Yes, my query would have to be re-written as
select userid
from status_log
where status='s'
and logcreated <= date '2008-02-15'
and (logsuperseded is null or logsuperseded >= date '2008-02-15');
A downside of this design is that whenever the user's status changes you have to end date their current status_log as well as create a new one. However, that isn't difficult, and I think the query advantage probably outweighs this.
Does Postgres support analytic queries? This would give the active users on 2008-02-15
select userid
from
(
select logid,
userid,
status,
logcreated,
max(logcreated) over (partition by userid) max_logcreated_by_user
from status_log
where logcreated <= date '2008-02-15'
)
where logcreated = max_logcreated_by_user
and status = 'a'
/
#Tony the "end" date isn't necessarily applicable.
A user might get moved from active, to suspended, to cancelled, to active again. This is a simplified version, in reality, there are even more states and people can be moved directly from one state to another.
Additionally, there would be no "end date" for the current status either, so I think this slightly breaks your query?
#Phil
I like Tony's solution. It seems to most approriately model the situation described. Any particular user has a status for a given period of time (a minute, an hour, a day, etc.), but it is for a duration, not an instant in time. Since you want to know who was active during a certain period of time, modeling the information as a duration seems like the best approach.
I am not sure that additional statuses are a problem. If someone is active, then suspended, then cancelled, then active again, each of those statuses would be applicable for a given duration, would they not? It may be a vey short duration, such as a few seconds or a minute, but they would still be for a length of time.
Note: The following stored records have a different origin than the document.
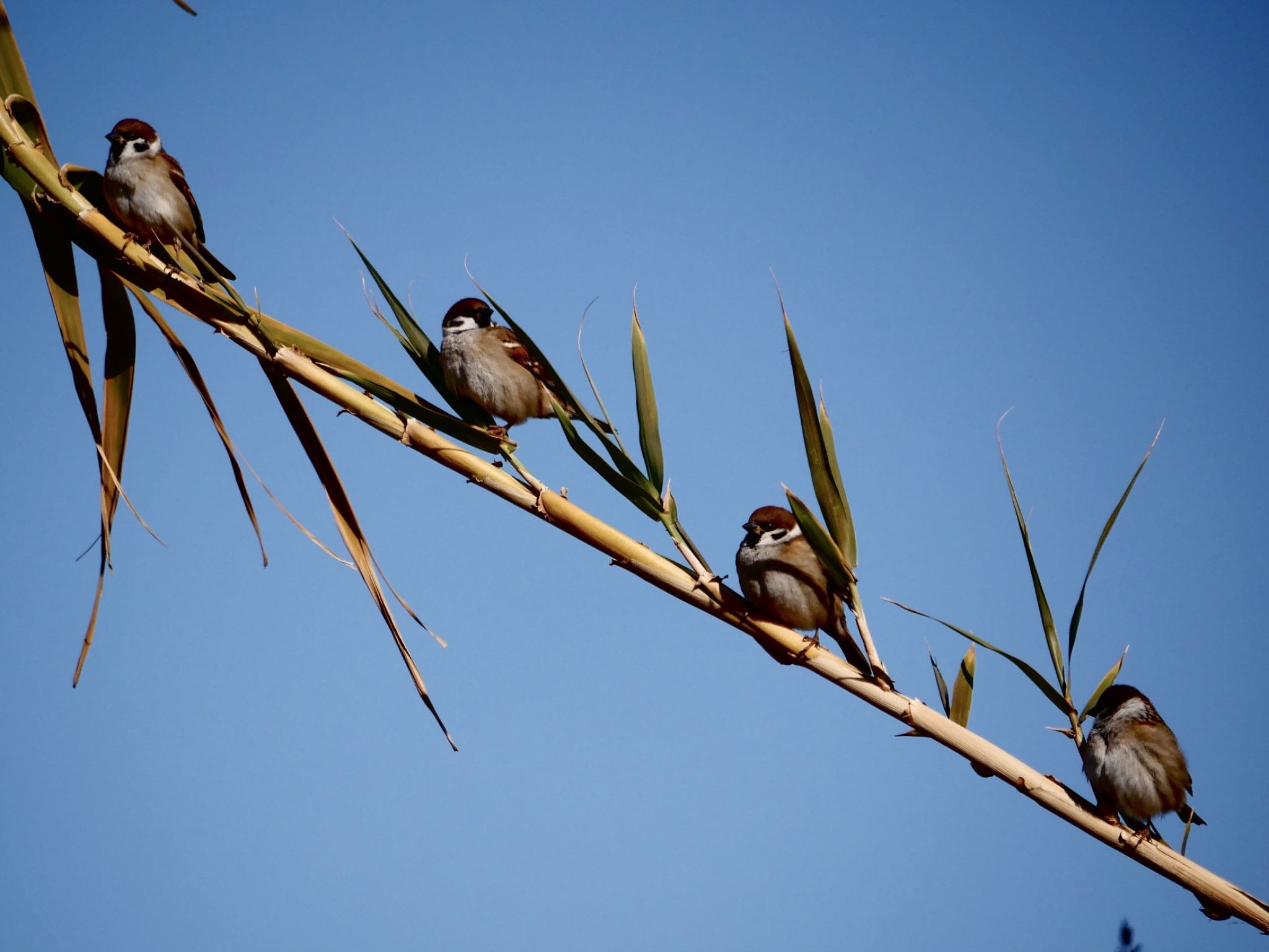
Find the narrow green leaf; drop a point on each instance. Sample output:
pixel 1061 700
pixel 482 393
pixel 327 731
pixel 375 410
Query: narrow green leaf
pixel 1102 538
pixel 1046 616
pixel 1107 681
pixel 13 70
pixel 833 500
pixel 563 394
pixel 834 562
pixel 1037 679
pixel 630 489
pixel 420 348
pixel 645 401
pixel 827 430
pixel 347 522
pixel 591 380
pixel 962 691
pixel 938 679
Are you concerned that a person's status can change multiple times in a given day, but you want to know who was active for a given day? If so, then you just need to more specifically define what it means to be active on a given day. If it is enough that they were active for any part of that day, then Tony's answer works well as is. If they would have to be active for a certain amount of time in a given day, then Tony's solution could be modified to simply determine the length of time (in hours, or minutes, or days), and adding further restrictions in the WHERE clause to retrieve for the proper date, status, and length of time in that status.
As for there being no "end date" for the current status, that is no problem either as long as the end date were nullable. Simply use something like this "WHERE enddate <= '2008-08-15' or enddate is null".